Published 5:51 pm Wednesday, January 11, 2012

By Jake McCall

By now many of us are going on Day 11 or 12 of our New Year’s resolutions and, don’t worry, I’m not going to ask how they’re going. But, have you ever thought about why we make these promises to ourselves and establish new goals for each new year?

Why do I tell myself I need to exercise, why do I promise that I will take better care of my family, why do I set goals to spend more time reading the Bible and praying more? And also, from a more impersonal angle, why did Michael Jordan, who while he was still playing was already considered the greatest basketball player to ever play the game, keep trying to get better? Why did Einstein continue studying, inventing, working to get smarter? Did you know Beethoven consistently remained displeased with his music? The answers to all of these questions have a common root, and it is that we all know that everything is supposed to be better. I have never met anyone that wants to do something worse this year because they did it so well last year.

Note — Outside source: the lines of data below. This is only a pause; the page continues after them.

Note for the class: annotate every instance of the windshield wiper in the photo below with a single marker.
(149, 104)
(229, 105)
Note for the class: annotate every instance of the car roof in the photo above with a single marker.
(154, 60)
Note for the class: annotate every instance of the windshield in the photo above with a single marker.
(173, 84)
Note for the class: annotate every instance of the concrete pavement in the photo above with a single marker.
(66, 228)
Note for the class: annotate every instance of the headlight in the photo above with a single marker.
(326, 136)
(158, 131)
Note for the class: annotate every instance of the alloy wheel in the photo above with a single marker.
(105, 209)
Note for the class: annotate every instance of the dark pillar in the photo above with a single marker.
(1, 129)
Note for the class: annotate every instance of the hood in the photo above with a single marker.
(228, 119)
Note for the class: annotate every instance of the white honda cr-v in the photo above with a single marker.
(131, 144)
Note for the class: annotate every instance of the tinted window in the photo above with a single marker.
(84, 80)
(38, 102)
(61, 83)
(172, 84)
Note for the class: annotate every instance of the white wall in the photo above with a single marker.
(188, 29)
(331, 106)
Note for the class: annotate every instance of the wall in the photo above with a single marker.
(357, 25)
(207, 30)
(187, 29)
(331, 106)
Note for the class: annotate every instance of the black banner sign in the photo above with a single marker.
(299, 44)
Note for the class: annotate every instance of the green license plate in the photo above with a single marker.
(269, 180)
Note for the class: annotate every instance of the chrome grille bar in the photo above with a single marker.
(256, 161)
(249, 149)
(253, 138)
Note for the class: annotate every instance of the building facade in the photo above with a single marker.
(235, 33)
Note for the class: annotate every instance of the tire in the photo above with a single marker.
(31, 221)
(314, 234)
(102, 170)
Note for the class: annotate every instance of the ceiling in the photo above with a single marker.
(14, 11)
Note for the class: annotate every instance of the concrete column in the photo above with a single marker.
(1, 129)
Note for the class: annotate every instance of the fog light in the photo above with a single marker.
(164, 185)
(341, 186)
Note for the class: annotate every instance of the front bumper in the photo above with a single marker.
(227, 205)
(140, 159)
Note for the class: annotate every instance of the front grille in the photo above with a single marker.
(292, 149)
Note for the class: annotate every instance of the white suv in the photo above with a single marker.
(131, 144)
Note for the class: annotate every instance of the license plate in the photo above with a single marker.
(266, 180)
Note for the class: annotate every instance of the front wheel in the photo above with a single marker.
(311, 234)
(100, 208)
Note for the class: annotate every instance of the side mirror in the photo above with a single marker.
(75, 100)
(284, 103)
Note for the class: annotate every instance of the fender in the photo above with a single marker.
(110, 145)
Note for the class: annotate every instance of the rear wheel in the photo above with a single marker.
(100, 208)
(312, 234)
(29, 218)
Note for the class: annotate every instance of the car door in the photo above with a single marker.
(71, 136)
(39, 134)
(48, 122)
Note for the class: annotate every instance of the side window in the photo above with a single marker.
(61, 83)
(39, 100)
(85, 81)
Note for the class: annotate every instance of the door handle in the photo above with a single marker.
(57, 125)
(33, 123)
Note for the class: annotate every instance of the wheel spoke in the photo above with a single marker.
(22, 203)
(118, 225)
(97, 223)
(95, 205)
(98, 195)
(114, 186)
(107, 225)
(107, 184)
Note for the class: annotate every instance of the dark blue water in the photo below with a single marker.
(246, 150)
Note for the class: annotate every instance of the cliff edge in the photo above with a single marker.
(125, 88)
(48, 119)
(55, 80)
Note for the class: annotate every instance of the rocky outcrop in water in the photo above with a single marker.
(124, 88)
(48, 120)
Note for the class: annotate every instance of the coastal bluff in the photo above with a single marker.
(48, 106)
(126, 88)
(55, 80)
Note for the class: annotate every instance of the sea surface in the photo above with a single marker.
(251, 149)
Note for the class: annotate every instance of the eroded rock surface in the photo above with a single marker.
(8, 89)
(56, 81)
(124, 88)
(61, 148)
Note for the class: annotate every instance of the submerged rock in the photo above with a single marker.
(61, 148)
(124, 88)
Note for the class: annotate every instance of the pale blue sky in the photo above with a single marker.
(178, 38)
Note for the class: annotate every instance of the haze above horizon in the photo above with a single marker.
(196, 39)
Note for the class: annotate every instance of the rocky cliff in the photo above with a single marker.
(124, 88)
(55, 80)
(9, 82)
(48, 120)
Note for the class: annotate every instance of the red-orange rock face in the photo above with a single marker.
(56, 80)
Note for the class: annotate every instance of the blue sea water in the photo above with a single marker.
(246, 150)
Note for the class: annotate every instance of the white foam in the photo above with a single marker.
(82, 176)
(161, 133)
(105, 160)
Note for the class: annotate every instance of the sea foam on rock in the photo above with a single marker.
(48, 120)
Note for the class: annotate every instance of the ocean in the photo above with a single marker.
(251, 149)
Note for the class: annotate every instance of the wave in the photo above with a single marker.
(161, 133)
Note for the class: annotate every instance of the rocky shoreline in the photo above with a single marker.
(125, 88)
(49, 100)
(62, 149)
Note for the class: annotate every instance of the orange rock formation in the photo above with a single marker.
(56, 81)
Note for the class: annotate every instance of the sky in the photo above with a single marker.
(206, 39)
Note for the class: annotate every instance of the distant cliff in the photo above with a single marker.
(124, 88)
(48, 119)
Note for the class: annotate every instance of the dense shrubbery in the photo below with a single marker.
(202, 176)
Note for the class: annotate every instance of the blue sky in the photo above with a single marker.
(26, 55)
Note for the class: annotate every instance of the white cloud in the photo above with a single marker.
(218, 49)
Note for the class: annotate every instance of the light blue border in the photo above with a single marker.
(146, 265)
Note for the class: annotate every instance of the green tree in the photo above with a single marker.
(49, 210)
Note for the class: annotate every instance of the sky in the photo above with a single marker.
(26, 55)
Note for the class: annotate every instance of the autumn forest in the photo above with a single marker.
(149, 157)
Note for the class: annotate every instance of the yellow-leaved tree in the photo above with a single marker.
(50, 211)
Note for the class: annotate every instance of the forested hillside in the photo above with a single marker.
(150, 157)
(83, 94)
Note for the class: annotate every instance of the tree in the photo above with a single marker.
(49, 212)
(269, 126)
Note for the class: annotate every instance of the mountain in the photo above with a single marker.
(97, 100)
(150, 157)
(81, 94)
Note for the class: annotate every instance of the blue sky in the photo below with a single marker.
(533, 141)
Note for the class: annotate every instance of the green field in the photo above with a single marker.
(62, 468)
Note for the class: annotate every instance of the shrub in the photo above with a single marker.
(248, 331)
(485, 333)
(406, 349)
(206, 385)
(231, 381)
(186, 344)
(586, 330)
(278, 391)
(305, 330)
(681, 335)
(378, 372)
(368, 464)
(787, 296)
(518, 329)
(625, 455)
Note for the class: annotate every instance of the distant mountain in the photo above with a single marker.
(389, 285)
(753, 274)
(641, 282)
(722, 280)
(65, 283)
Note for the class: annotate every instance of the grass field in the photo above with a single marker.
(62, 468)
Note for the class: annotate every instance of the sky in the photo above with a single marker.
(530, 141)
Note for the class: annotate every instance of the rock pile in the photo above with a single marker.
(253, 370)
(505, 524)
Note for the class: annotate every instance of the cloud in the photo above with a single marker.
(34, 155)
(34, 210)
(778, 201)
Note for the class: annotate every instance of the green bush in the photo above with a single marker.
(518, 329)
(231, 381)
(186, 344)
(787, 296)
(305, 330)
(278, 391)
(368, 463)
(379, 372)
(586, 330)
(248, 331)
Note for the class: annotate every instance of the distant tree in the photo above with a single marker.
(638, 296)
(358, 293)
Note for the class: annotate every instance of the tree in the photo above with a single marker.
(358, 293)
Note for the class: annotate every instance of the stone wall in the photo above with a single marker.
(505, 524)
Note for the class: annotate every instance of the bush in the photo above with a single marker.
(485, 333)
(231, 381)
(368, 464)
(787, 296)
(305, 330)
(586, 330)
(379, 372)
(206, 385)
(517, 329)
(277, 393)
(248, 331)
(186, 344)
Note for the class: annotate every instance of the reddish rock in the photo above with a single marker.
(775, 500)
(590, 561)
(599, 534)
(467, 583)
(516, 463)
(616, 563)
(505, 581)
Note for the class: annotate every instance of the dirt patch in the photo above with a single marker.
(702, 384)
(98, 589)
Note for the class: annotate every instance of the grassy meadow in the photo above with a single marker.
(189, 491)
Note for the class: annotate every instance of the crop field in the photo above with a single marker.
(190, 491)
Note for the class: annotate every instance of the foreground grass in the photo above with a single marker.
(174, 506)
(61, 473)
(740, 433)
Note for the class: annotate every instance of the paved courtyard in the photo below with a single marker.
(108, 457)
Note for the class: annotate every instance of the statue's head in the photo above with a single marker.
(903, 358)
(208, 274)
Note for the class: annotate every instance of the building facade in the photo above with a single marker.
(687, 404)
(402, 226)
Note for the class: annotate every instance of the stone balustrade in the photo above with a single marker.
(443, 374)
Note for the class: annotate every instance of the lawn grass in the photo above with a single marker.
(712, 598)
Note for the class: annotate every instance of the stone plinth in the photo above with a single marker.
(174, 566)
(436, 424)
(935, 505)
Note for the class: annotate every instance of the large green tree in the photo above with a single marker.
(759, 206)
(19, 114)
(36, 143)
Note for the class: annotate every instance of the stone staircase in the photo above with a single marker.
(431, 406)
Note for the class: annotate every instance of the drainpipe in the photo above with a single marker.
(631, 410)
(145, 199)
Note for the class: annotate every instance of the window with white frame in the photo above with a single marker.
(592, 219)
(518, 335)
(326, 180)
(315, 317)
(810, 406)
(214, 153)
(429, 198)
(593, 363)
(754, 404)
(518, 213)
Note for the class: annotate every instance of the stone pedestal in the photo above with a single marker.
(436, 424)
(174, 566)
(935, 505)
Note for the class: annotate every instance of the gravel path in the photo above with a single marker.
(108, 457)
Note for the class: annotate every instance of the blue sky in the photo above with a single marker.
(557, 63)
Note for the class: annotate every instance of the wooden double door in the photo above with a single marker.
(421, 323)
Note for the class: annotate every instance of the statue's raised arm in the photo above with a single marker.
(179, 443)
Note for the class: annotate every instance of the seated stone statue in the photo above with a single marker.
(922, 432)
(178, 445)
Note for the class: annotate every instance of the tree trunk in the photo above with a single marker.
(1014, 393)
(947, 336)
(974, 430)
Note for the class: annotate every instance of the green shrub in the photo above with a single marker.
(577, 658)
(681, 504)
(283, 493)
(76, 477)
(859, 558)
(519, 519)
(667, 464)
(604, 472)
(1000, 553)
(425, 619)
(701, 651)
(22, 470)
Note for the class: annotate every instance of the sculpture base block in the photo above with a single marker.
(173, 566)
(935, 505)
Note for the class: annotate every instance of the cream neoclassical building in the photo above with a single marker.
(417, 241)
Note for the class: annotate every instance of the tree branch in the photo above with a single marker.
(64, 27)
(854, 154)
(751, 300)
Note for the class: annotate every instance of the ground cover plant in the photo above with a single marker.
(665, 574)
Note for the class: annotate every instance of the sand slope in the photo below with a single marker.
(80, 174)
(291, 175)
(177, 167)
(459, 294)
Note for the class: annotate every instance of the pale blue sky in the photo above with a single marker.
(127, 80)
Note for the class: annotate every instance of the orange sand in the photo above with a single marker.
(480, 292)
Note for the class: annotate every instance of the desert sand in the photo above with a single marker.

People may, through prideful attitudes, act like they do no wrong, but everyone, even the most arrogant, knows that it and they should be better. We should be healthier. We should be smarter. We should be kinder. We should be more disciplined. Our country should be working better. Our world should be a better place.

This isn’t to attack your self-esteem or self-worth or try to promote discontentment, but simply to say that we as an imperfect, completely flawed people have perfection as our standard. Where do we get that standard? Why do we feel that way? We feel that way because there is a part of us that has a glimpse into the Garden of Eden, where mankind, along with everything else, was originally created perfectly good. We, as a human race, weren’t originally created to die, get sick, or ever helplessly watch any of that take place. Adam wasn’t originally created to watch Eve die. Eve wasn’t originally created to watch Adam die. In Philippians 3:11, Paul expresses his lifetime goal by saying, “that by any means possible may I attain the resurrection of the dead.” So why does Paul long for the resurrection of the dead? Because he is just like us and he knows everything is supposed to be better. He is longing to go back to how mankind was originally created. In other words, because of what Christ has accomplished and attained on behalf of Paul, he longs for what Christ’s work will one day bring to him.

God has placed in us a knowledge of that which is perfect. In all of us there is a knowledge of God and a knowledge of the perfection that He is. C.S. Lewis understood this and put his longings in this way, “I find in myself desires which nothing in this earth can satisfy, the only logical explanation is that I was made for another world.” Paul also tells us that during his life on earth that he presses on toward this goal of the upward call of God. This doesn’t mean he is out looking for death; it means Paul knows that a life with Christ is a way in which the Perfect comes down to the imperfect.

King David says in Psalm 34:8, “Taste and see that the Lord is good.” A life with Christ allows us to taste the goodness and perfection of God in the midst of all the imperfection in which we live. When Christ becomes our Savior and our faith is put in Him; when we look to Him who is able to give us wisdom; when we are in the Scriptures, in prayer, in worship, we, the imperfect, get to experience the perfect. We are getting a taste of what is to come.

We pray in our “Lord’s Prayer” for the Kingdom to come to earth as it is in heaven. At that point we are humbly expressing our hope and need for the Perfect to invade our imperfect lives.